The risk manager is not double-checking assessments of the probability of success or the likely size of gains — that would be redoing the risk proposer's job. If he has to do that, the right decision is to fire the risk proposer. The risk manager's quantitative job is estimating the extent to which the risks are understood, and can be monitored and controlled. The qualitative job is estimating the willingness and ability of the risk proposer to succeed or fail fast. On the basis of both estimates, the risk is either rejected, or approved with a specific sizing algorithm, monitoring plan and exit strategy.
Perhaps the biggest advantage of "permission to fail" risk management is that risk ideas come from all parts and levels of the organization. A larger and more diverse pool means better risks can be selected, again assuming the risk manager has some ability. The person with administrative responsibility for something may not be the best innovator in that area, and in fact is often among the worst innovators.
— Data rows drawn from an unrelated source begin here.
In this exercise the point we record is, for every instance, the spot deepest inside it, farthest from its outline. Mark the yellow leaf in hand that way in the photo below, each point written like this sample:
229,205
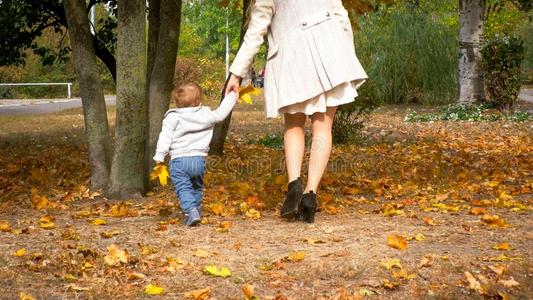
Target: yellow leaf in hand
153,290
201,294
247,92
397,241
215,271
160,172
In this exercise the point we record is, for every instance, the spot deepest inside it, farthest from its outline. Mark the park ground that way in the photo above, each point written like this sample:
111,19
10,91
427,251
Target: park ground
438,210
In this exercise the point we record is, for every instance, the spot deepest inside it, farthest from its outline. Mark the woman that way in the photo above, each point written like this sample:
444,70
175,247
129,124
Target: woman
311,69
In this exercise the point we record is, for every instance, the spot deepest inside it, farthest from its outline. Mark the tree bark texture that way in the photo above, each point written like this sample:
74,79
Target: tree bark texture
92,95
470,41
221,129
127,170
163,57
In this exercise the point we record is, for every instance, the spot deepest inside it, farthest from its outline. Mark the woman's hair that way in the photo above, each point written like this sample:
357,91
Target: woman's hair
249,13
187,94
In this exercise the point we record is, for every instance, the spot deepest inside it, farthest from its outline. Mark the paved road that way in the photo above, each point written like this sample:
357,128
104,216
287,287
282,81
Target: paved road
37,106
44,106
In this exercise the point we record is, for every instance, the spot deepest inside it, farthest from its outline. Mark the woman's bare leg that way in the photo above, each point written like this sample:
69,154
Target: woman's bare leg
294,141
320,147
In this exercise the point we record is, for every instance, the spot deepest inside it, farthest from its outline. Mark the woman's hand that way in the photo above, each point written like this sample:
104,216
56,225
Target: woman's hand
234,84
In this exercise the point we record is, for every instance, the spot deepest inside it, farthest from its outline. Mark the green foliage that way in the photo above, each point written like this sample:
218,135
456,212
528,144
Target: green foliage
466,112
271,140
502,58
410,54
350,118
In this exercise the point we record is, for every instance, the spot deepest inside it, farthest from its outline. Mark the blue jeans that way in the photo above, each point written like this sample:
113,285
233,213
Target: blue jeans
187,174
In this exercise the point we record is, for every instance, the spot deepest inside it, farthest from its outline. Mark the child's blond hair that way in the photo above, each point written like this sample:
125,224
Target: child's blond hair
187,94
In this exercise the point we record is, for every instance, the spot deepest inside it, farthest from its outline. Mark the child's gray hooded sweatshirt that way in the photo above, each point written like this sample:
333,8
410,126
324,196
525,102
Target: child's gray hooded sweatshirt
188,131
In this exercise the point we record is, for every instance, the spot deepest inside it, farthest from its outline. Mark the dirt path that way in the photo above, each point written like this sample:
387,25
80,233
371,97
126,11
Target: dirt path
343,252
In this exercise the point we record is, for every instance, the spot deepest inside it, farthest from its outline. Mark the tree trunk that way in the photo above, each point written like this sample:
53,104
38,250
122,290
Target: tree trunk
162,69
92,96
220,132
127,170
470,40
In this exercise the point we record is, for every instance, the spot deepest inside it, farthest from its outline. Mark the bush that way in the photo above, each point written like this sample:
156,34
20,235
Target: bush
409,54
350,118
502,58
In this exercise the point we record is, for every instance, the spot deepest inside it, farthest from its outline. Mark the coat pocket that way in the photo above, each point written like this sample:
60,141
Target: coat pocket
272,50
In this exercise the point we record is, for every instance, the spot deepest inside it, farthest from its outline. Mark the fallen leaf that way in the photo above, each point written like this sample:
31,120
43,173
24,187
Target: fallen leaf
296,256
98,222
24,296
426,261
115,256
390,263
135,275
502,246
20,252
201,294
248,291
509,283
478,211
109,234
498,269
160,172
473,283
201,253
215,271
397,241
151,289
494,221
402,274
4,226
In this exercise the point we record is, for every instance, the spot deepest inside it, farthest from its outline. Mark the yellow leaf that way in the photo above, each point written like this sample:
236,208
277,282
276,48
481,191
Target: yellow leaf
4,226
474,283
201,294
402,274
215,271
247,92
201,253
510,283
24,296
397,241
390,263
151,289
47,222
160,172
498,269
296,256
109,234
253,214
115,256
494,221
502,246
98,222
20,252
248,291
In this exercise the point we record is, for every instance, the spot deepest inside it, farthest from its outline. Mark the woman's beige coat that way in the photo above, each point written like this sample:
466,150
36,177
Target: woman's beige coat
311,50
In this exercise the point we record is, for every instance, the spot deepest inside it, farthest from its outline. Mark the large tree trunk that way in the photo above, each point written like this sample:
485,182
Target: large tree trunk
127,170
162,54
92,96
470,39
221,129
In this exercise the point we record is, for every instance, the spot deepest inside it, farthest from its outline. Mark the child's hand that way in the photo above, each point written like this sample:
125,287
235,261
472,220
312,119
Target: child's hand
234,85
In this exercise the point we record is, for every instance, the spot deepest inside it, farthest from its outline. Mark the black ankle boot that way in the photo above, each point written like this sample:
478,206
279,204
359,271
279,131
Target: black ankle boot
293,198
308,207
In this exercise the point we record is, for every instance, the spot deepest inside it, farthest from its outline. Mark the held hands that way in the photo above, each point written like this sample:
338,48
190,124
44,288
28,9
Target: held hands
234,85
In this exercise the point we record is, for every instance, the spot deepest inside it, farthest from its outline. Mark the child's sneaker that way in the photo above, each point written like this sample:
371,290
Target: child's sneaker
193,217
The most creative thinkers may not be the best choices for high organizational rank — in fact, there is often a conflict between the intuitive leaps that underlie attractive risks and the meticulous attention to process necessary for a large organization to remain organized.
A popular misconception is that a risk manager's function is to prevent failure. The truth is closer to the opposite. An important function of a risk manager is to give permission to fail, which is the only way an organization can succeed.